I am young and fun! Ha! I may look younger than my age, and for that I’m grateful. Most of the time. It’s this weird contradiction where I’m sad and slightly offended if I’m not carded for my glass of wine at dinner, but I’m also slightly offended when people insinuate I’m not old enough to have children, or at least don’t look old enough to have children. Such is the story I encountered today.
We live a little less than a half mile form our local chain grocery store (or grocery shop as my children call it), and about 3/4 of a mile from our local natural health food store- therefore we walk to them, probably about once a week. Well, hubbyman and I have decided we want to add more raw foods into our diet, and what better time to start than summer?! So I loaded up the kids and headed out.

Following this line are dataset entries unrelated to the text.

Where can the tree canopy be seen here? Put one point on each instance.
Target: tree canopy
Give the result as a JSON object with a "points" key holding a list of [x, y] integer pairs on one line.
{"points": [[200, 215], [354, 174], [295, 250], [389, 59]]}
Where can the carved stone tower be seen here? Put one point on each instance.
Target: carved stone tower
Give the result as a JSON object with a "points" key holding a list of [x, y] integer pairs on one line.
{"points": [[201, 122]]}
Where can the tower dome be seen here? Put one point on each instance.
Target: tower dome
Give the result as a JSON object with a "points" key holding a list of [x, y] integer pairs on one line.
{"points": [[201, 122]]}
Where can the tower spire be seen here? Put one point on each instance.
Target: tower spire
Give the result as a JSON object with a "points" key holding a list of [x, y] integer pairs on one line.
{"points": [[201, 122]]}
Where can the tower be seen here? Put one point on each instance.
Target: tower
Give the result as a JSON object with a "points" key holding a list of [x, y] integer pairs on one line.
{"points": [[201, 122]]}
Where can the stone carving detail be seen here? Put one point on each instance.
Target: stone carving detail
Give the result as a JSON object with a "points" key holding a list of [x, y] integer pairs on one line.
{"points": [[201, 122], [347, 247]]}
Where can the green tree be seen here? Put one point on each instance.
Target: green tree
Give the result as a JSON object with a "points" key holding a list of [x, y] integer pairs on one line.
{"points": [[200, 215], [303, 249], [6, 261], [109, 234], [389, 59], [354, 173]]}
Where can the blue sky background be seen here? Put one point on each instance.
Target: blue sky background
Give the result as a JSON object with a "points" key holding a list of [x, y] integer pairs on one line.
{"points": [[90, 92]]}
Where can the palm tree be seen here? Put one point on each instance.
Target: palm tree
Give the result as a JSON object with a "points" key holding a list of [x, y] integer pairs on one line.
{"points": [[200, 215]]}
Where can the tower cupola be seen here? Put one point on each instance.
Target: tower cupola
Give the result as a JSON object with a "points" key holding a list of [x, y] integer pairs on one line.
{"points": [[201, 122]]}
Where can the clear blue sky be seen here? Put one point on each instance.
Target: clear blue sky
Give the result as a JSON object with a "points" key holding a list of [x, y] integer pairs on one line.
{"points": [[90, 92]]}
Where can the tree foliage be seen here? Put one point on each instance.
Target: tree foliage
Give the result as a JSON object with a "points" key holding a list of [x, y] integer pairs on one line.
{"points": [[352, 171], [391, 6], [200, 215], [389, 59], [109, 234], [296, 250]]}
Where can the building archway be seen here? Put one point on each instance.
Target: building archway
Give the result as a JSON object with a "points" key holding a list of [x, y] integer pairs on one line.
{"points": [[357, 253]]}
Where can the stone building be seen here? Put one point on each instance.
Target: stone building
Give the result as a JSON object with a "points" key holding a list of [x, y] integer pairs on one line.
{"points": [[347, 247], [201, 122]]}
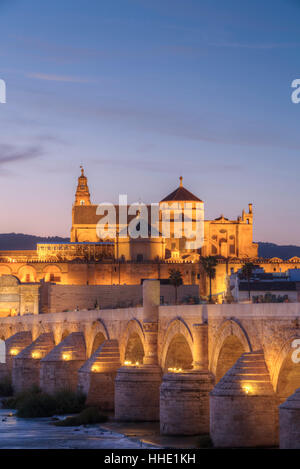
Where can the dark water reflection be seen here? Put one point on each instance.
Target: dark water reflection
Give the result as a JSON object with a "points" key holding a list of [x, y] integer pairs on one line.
{"points": [[16, 433]]}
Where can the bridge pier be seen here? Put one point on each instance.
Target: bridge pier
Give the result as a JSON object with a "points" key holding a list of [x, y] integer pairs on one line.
{"points": [[59, 369], [243, 406], [289, 422], [184, 397], [96, 378], [14, 345], [137, 387], [26, 365]]}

I’ve talked about people’s thoughtlessness before (and outright rudeness as well), and thankfully today I had my wits about me, and was ready to turn this woman’s pettiness into my own form of amusement. To start with, as we wandered around the store, I was asked twice (by employees), are they all yours?! (No, I like to pick up children along my route and take them grocery shopping, just to see if I can survive it.) Then I was given the run down on why was I buying gluten free, and how people shouldn’t go gluten free just as a fad diet. I insisted that my daughter had to eat gluten free, and it was likely our whole family has gluten intolerances, as we all feel so much better from the change, can notice a difference when we do have it, and Celiac runs in both sides of the family. Ok, so I didn’t say all of that, but I did tell him that I really beneficial for our whole family. And this man just kept going! At least he was a customer and not part of the store (for the store’s sake). But he just kept going on about how “young people today just glom onto whatever latest fad and food trend there is without thinking or researching anything out for themselves.” I’ve never been berated over buying candy for the kids,but gluten free, apparently that really gets people riled… And then as I stood in the checkout line, the Bigger E children were standing with their arms wrapped around my legs, due to the ridiculous amount of strangers talking to us, the last dose of ageism occurred.

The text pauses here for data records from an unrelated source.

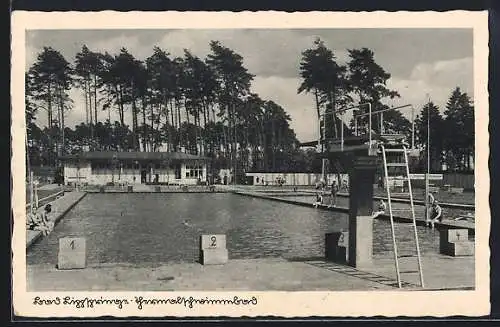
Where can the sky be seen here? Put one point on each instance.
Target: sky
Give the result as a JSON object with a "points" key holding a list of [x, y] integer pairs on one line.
{"points": [[423, 63]]}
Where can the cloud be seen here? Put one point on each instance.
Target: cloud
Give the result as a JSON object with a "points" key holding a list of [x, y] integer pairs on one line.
{"points": [[435, 81], [420, 62], [300, 107]]}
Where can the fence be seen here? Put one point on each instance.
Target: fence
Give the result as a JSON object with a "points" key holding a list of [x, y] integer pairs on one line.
{"points": [[454, 180], [298, 179], [45, 200]]}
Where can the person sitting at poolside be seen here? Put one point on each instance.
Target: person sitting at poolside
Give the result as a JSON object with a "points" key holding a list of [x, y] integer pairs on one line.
{"points": [[380, 210], [41, 222], [333, 195], [436, 214], [319, 200]]}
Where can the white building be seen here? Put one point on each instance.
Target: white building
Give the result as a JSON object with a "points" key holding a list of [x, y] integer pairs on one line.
{"points": [[100, 168]]}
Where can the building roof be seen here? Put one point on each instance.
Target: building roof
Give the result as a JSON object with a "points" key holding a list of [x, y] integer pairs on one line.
{"points": [[153, 156]]}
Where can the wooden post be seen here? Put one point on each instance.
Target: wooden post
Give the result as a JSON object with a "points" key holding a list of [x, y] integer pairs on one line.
{"points": [[427, 197], [31, 191]]}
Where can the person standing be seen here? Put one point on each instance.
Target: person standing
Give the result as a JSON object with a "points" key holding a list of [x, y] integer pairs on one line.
{"points": [[436, 214], [333, 195], [382, 207]]}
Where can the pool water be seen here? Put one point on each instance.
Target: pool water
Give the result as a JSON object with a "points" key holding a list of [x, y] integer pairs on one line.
{"points": [[160, 227]]}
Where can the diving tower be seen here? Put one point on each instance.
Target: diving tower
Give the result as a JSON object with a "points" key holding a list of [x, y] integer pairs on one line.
{"points": [[359, 154]]}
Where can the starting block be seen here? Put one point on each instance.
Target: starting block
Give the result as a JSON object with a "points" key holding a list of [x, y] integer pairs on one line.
{"points": [[455, 242], [213, 250], [337, 247], [72, 253]]}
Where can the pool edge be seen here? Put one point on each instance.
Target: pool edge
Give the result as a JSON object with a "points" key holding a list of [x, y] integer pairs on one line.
{"points": [[58, 218]]}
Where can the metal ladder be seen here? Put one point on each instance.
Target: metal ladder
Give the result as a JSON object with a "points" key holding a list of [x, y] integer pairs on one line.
{"points": [[401, 149]]}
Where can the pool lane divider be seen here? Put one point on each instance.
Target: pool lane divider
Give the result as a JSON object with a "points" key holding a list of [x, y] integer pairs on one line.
{"points": [[36, 235], [439, 225], [396, 199], [149, 192]]}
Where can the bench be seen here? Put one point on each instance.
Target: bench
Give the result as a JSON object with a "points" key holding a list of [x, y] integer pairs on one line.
{"points": [[433, 189], [447, 187], [456, 190]]}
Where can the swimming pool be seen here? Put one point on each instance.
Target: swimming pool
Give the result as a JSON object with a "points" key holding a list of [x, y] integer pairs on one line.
{"points": [[142, 228]]}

The lady who was working the check out counter, had obviously had a rough morning (or a rough life, I’m not sure). You could see it in her face as much as in her demeanor. She was not going to be the highlight of my day, or at least so I thought! As I waddled to the register with the kids clinging to my legs, and littlest E in the cart, clinging to my shirt, the lady gave me one of those wide-eyed-with-arched-brows kinda looks, where you just know some lovely comment is about to spew out of her mouth.
Aren’t you a little young to have a baby?
At first I’m appropriately taken aback, quickly followed by thinking up a hundred different “Aren’t you a little old to…” zingers. I had to bite back the words when I thought to myself, I’d rather be young and fun than old and cranky! But what I did say, with a laugh, was this: I am. Don’t tell my husband, or my other two kids. She looked a little shocked and a little horrified, and completely speechless. Biggest E began to protest at this point (which I think only led to more shock on her part, judging by the look on her face. Which was either due to Biggest E’s age or maybe she actually realized how offensive what she said was. That’s what I’m hoping.), he loudly declared, “You ARE old enough to have a baby!” At this point I grabbed my groceries, and said with a smile and a chuckle (and possibly an eye roll), “Well, have a good day!”
As we left the store, Miss E asked, “Why did that lady say that you are not big enough to be *LittlestE’s* mommy?” I really wanted to respond with, Well, she’s not young and fun like your mommy, she’s just old and cranky. But I knew that wasn’t the road I wanted to go down with her (or she’d probably be saying those words to me tomorrow!). So I told my girl what I believe to be the truth: “I don’t think she was having a very good day, and sometimes people say things that aren’t very nice when they’re feeling cranky.” Biggest E pipes up with, “Like when you’re grumpy?” I nod, yes. At which point he starts singing, “Shake, shake your grumps away, shake, shake your grumps away…” And Miss E (who’s shaking her grumps away along with Biggest E) adds, “We should show the lady how to shake her grumps away. You know, with shaking her booty.” I’m pretty sure had that lady witnessed this conversation, her grumps would have been shaken away. I know mine were.